(Yasujiro Ozu, 1953)
The first time I watched Tokyo Story, I wasn't in the mood. When it finally made it to the top of my Netflix queue, it arrived at my doorstep, only to languish on the top of my television for a month or two, its two-hour fifteen-minute running time and notorious slow pace silently taunting me. When I finally watched it, I did it more to send it back with something to show for the time it had sat there than because I actually felt ready for the film. Unsurprisingly, it did absolutely nothing for me. The simplicity of the story, the basic (some would say restrained) camera work, and the understated performances all worked against my dwindling interest, and I ended the film still mystified by the film's status as one of the ten greatest movies ever according to the Sight and Sound poll. So, of course, I had to give it another shot.

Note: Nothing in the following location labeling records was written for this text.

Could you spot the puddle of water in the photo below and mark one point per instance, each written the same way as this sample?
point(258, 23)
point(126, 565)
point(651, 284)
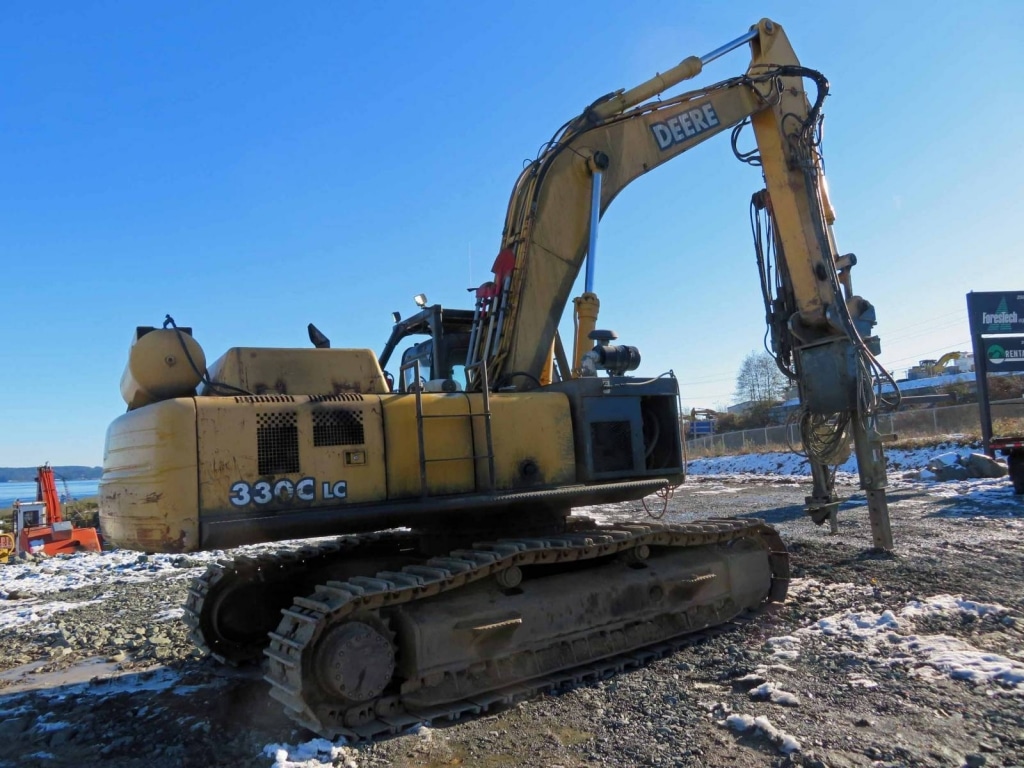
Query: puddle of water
point(25, 679)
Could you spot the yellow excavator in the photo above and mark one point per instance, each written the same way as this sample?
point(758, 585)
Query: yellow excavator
point(458, 576)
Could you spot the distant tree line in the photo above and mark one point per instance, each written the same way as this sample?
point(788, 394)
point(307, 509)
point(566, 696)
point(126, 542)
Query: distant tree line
point(28, 474)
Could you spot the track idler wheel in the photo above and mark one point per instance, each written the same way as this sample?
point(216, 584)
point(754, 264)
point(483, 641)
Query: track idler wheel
point(354, 663)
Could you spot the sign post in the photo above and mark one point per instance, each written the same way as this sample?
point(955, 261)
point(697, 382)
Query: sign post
point(996, 320)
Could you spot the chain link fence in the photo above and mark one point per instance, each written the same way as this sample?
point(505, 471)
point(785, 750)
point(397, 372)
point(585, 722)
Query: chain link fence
point(905, 424)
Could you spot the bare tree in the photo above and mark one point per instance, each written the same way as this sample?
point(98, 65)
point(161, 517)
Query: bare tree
point(760, 380)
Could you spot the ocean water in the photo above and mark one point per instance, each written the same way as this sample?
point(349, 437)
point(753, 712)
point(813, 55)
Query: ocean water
point(27, 491)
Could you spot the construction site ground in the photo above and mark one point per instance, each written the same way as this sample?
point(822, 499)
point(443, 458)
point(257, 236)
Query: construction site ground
point(910, 658)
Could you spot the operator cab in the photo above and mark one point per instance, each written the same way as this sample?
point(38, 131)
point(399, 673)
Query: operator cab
point(441, 356)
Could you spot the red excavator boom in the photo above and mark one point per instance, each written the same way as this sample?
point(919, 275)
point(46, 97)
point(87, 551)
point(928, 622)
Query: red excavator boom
point(40, 526)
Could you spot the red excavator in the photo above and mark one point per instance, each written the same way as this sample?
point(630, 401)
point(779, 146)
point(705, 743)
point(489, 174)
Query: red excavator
point(39, 525)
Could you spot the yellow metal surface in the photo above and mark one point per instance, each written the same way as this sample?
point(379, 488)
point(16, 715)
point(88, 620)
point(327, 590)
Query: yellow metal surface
point(797, 225)
point(158, 368)
point(148, 498)
point(267, 371)
point(587, 307)
point(532, 439)
point(457, 448)
point(548, 222)
point(446, 441)
point(229, 477)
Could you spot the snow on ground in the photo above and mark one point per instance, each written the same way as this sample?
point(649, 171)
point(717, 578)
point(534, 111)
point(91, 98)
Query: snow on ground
point(889, 638)
point(882, 638)
point(787, 463)
point(762, 725)
point(311, 754)
point(902, 464)
point(26, 612)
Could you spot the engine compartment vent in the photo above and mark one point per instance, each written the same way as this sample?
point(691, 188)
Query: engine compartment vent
point(343, 397)
point(611, 443)
point(338, 427)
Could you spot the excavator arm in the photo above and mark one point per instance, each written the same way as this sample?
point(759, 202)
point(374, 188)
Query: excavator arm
point(624, 136)
point(820, 330)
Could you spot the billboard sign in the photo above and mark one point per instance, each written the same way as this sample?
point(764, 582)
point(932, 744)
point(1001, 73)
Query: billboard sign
point(1004, 354)
point(996, 311)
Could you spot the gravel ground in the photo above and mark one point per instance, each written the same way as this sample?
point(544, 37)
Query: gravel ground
point(914, 658)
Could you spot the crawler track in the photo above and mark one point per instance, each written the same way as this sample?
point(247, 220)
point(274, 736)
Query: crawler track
point(260, 586)
point(293, 670)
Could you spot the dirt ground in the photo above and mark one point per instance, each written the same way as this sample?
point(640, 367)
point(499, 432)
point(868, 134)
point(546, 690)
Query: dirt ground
point(854, 670)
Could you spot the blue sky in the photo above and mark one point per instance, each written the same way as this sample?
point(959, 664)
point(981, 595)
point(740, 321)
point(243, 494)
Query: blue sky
point(250, 167)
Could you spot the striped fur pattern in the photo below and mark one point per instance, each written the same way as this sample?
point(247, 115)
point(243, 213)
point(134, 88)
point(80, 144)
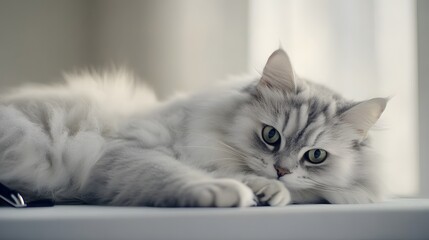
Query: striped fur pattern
point(102, 139)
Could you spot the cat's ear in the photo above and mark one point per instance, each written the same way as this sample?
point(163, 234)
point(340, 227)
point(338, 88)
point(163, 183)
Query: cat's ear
point(278, 72)
point(364, 115)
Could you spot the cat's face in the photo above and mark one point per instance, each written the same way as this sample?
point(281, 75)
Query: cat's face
point(301, 133)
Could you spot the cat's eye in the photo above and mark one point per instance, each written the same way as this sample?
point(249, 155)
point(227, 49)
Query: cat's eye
point(270, 135)
point(316, 156)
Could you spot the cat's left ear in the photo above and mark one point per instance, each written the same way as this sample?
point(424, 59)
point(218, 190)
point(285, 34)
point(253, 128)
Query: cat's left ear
point(278, 72)
point(365, 114)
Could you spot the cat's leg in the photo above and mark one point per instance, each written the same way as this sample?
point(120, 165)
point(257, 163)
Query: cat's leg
point(271, 192)
point(268, 191)
point(135, 176)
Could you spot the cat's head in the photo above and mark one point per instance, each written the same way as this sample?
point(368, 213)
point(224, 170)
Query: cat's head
point(307, 136)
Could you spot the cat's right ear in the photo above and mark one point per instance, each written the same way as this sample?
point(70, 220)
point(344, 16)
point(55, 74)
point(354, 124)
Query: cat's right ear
point(278, 73)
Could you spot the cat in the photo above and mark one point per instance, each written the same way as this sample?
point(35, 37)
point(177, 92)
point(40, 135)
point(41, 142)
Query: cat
point(272, 140)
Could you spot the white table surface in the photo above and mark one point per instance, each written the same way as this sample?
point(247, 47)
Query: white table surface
point(399, 219)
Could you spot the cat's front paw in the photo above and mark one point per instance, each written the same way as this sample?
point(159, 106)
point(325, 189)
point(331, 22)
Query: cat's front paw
point(218, 193)
point(269, 192)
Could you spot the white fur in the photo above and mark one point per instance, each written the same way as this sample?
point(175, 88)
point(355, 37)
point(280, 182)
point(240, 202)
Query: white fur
point(105, 139)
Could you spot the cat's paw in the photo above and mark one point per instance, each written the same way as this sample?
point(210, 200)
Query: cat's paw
point(269, 192)
point(218, 193)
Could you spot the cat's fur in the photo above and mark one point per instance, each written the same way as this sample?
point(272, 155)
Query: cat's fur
point(102, 139)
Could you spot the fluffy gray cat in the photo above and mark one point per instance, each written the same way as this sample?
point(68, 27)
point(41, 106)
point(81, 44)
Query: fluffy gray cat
point(101, 139)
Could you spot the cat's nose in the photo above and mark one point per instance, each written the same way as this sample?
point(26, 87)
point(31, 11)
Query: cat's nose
point(281, 171)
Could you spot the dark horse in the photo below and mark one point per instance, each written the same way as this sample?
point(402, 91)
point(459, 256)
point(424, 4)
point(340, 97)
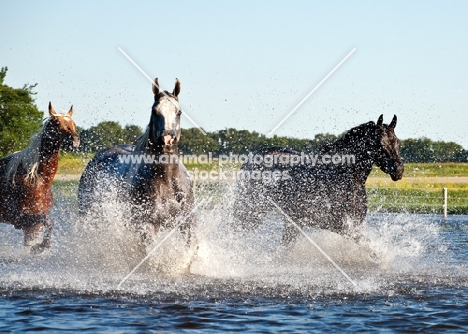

This second viewing was a much more rewarding one. Ozu is often regarded as the quintessential Japanese director, for the very reasons I had dismissed the film intially. The director cuts minimally, and he places his camera on the ground where characters sit and relate, bow to their elders and crowd around tables to eat meals. Characters speak directly to the camera, and he rarely cuts away from them to a reaction shot before they are finished. The plot is the most basic you could imagine, but you believe in the characters and put your faith in the story because you hope you will be emotionally rewarded.
But, for me, that's where Tokyo Story falls short of many of the movies that are placed in its company. I simply wasn't emotionally impacted by the story in the way other movies have impacted me. Ozu called the film his most melodramatic, and while the movie is by no means over the top or designed entirely as a tearjerker, I would agree with him. Melodramas can be classic films (the Hollywood masterpiece Dodsworth and the nearly perfect A Brief Encounter come to mind), but without that emotional response they are designed to elicit, they often seem less successful, even if the film is impeccably made like this one is.
So I don't yet understand the universal appeal of Tokyo Story. I think I need to go back and watch earlier Ozu films first (and there are a few I have yet to watch for this project) before I can view this one in the proper context. But I can safely say this film will come far short of any list of my favorite films ever made. Of course, that doesn't make it a bad movie by any means, but it's probably my least favorite film that consistently shows up on the Sight and Sound list. Ironically, Tokyo Story is exactly the kind of film that shies away from such grandiose discussions, something that I feel is both a powerful asset for the film and the major barrier between me and a better understanding of the film.